MBC-Team-Manager über den Ligakonkurrenten aus Thüringen

Martin Geissler ist seit 2002 für den Mitteldeutschen Basketball Club in Weißenfels tätig. Bereits zwei Jahre später wurde er dort Team-Manager und ist es bis heute. Gerade in dieser Zeit hat der Verein viel erlebt: Vom Gewinn der Fiba EuroCup Challenge ging es wegen eines Lizenzentzuges in die 1. Regionalliga. In der Folgezeit kämpfte sich der Verein in die Basketball-Bundesliga, die easyCredit BBL, zurück und spielte seither in der ersten beziehungsweise zweiten Liga. Am Freitag trifft der MBC in der 2. Basketball-Bundesliga ProA in der Messe Erfurt auf die Oettinger Rockets. Auch diese wollen spätestens 2018 im Basketball-Oberhaus spielen und bekamen einige Tipps von Martin Geissler.

 

Herr Geissler, vorab: Wie schätzen Sie den sportlichen Unterschied zwischen erster und zweiter Liga ein?

Der Unterschied ist wirklich sehr groß. Ich glaube, die individuelle Qualität, die auf der Bank vorherrscht, ist in der BBL nicht zu unterschätzen. Dazu sind die Spieler athletischer und in der BBL gibt es viel mehr Spielstil. Auch in europäischer Sicht entwickelt sich die BBL ständig weiter.

 

Wie steht es aktuell um das deutsche Basketball-Oberhaus im europäischen Vergleich?

Organisatorisch ist die easyCredit BBL die Nummer 1 oder 2. Damit meine ich besonders die Standards der Liga und die Infrastruktur der Klubs. Allerdings fehlen die sportlichen Erfolge. Da sind Vereine aus Spanien, Griechenland oder der Türkei ertragreicher. Obwohl man sagen muss, dass Bamberg oder die Bayern auf einem guten Weg sind.

 

Zurück in heimische Gefilde: Sie sind vergangene Saison abgestiegen und konnten viele Spieler halten.
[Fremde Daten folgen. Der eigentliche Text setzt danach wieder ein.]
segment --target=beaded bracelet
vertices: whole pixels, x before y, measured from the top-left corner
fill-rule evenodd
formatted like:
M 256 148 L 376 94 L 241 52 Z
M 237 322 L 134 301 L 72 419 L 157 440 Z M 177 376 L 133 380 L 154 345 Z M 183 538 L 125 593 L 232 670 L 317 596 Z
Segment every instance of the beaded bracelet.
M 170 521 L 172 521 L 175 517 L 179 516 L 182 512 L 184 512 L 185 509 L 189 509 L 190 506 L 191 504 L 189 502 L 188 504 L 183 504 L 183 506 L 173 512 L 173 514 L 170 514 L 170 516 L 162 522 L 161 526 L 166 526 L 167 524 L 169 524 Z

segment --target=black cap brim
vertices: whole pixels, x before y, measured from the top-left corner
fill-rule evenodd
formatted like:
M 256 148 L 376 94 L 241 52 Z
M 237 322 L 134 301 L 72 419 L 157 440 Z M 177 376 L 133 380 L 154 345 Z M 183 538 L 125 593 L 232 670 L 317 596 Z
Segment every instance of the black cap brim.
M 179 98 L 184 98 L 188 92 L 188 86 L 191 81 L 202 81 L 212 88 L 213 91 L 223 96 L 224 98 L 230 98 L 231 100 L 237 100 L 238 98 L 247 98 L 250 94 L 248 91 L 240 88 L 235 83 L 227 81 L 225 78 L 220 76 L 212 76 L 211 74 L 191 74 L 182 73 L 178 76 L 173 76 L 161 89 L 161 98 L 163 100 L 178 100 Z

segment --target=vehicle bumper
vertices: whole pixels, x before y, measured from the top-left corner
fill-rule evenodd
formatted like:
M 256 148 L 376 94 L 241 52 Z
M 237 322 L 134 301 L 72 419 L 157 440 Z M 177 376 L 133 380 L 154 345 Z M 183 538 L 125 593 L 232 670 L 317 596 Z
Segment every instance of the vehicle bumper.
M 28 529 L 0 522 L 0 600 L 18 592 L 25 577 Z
Das stimmt. Wir haben in diesem Jahr einen Etat von 1,75 Mio. Euro. Grundsätzlich kommt es mir so vor, dass der Weg in die zweite Liga öfter einer Einbahnstraße gleicht. Wir sind der einzige Verein, der es überhaupt geschafft gehabt, direkt wieder aufzusteigen. Es sollte Ziel der Liga sein, dass Vereine einen Abstieg besser verkraften.

 

Gerade in den sogenannten neuen Bundesländern gibt es wenige Profivereine. Ist das mit dem grundsätzlichen „Hinterherhinken des Ostens“ erklärbar?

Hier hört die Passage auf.